そして、本実施形態のビスカスカップリング10によれば、後輪(副駆動輪)W3,W4のトルクを必要とする登坂路での発進領域でビスカスカップリング10の伝達トルク(VCトルク)を増幅することができる一方、車両の定常走行時及び減速時には、ビスカスカップリング10の伝達トルクを低減することができる。また、車両の減速時はビスカスカップリング10の伝達トルクが低トルク特性となるので、低摩擦抵抗の路面(低μ路面)でのABS作動時のカスケードロックを効果的に防止できる。また、車両にかかる加速度が抜けるタイトターン領域にもビスカスカップリング10の伝達トルクが低トルク特性で有り続けるので、車両の走行性能を向上させることができる。
また、第2トルク伝達部40の作動を切り替える切替機構50は、スリーブ52に設けたドグ歯32と、第2トルク伝達部40のガイド部材41に設けたドグ歯42とを備え、スリーブ52の移動によりドグ歯32,42同士の係合・非係合が切り替わるドグクラッチ機構55を含んでいる。
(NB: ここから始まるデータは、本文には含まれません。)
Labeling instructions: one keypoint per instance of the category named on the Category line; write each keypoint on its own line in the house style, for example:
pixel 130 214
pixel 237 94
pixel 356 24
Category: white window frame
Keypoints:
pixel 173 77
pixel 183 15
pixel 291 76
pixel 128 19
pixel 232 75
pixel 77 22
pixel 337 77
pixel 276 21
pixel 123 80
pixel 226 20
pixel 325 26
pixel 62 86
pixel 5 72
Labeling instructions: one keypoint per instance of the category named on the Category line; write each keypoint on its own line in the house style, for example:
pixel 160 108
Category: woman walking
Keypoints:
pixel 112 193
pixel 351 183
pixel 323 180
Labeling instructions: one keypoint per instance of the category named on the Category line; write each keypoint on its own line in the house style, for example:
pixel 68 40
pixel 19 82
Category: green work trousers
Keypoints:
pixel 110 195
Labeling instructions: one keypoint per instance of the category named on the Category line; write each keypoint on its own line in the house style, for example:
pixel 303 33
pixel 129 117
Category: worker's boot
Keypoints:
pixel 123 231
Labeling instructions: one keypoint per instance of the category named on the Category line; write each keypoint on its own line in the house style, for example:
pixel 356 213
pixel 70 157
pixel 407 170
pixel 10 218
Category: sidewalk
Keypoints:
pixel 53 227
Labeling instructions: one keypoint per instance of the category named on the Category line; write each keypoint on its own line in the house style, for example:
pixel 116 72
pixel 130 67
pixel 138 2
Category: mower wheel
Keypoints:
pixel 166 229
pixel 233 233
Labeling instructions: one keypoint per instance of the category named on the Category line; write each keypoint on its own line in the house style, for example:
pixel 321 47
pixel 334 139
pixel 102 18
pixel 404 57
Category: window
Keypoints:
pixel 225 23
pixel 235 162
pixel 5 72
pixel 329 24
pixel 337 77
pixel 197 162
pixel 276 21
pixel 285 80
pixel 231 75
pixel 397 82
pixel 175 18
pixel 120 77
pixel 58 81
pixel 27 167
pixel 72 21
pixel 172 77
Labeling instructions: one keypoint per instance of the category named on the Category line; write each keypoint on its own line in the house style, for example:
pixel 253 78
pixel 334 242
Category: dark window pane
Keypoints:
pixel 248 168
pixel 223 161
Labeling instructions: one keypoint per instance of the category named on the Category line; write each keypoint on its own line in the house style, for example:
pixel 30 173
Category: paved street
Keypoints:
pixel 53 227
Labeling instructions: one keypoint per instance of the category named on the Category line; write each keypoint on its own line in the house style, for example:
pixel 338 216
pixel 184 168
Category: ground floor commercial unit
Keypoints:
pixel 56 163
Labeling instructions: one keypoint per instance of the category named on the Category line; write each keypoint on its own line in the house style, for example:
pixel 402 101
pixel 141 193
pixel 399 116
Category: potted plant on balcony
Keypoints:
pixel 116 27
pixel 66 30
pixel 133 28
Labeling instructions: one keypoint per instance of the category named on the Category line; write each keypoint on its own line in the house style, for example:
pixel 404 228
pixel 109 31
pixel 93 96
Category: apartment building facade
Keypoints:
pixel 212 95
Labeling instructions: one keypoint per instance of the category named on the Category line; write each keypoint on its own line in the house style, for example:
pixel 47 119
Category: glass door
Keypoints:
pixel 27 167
これによれば、スリーブ52の移動によりドグ歯32,42の係合・非係合を切り替える構成のドグクラッチ機構55によって、部品点数を少なく抑えた簡単な構成でありながら、車両の加速度又は走行路の勾配に応じてビスカスカップリング10の伝達トルク特性を自動的に切り替えることができる。また、ドグ歯32,42同士の係合・非係合が切り替わるドグクラッチ機構55によって、車両の加速度又は走行路の勾配に応じたスリーブ52の移動で第2トルク伝達部40によるトルク伝達の有無の切り替えを確実に行うことが可能となる。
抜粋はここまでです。